Tuesday, February 16, 2010

Self-Revelation.  It’s so often touted as this really great thing—to have an awareness of oneself.  I don’t get it.  So I’m supposed to be enthused when I recognize something in myself?  Like this somehow is a great mark of refinement and evolution.  Not so.  After getting dressed this morning, I looked at myself with disappointment. Self revelatory moment number one: I thought I looked fat. I went to ask my father in hopes that he would assuage my feelings of inadequacy.  Instead, he said, “oh, it’s probably just your shirt.  It looks a little tight on you but you’re not fat”.  This is the answer that he’s supposed to give, right? Right.  But it didn’t make me feel any better because, self revelatory moment number two: I was asking the “Am I fat” question.  This is the question that I mocked so many other women for asking.  It occurred to me that I was becoming one of them—another silly woman.  Not a good feeling.  In fact, it further increased my feeling of inadequacy.  Self-Revelation. Ha! What a load of garbage.  Do you know what I’ve discovered about self revelation? After we have these “aha” moments, we are supposed to do something in reaction.  We are expected to change.  But when I have these moments, I don’t. Like recently, when I realized that I keep a lot of secrets.  Good friends tell other friends what they are going through, when they are going through it.  I don’t. I like to figure things out for myself.  The only time I ever mention a private matter to a friend is when I’m sure that the situation is nearly at its close.  That’s not very friendly.  I wait to get an opinion when I know that there is nothing else to be done, you know, as a stop gap measure.  What kind of a person does that? Especially when so many of my friends come to me for good advice.  I recognize this in myself and yet, do I change?  NEVER! I persist in keeping secrets. That’s not very evolved of me. See, this self-revelation junk just makes me depressed.

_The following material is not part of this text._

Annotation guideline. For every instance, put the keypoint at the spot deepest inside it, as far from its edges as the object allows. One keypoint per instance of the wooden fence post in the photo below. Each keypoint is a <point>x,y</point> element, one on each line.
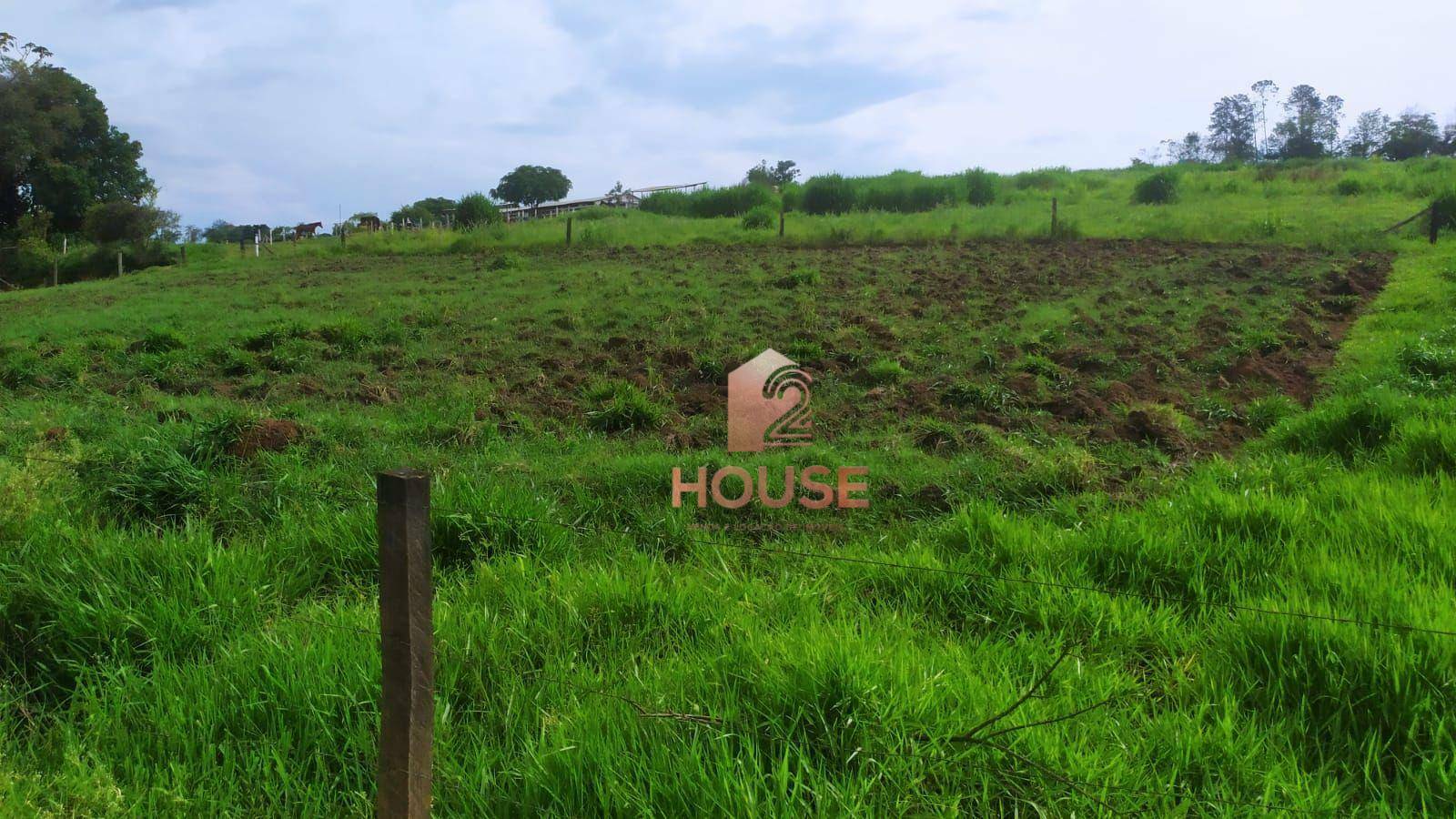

Today’s Task: Try to use the act of self-revelation for its purpose: a means to change.  When you see something in yourself that you don’t like, work on it instead of using it as a crutch. Can you imagine if everyone in the world did that after every moment of self-revelation?  We’d all be much better off because we’d be constantly evolving toward something greater—civil and decent humanity. I like that idea a little better than wallowing in my own sense of shame at being stagnant as a person.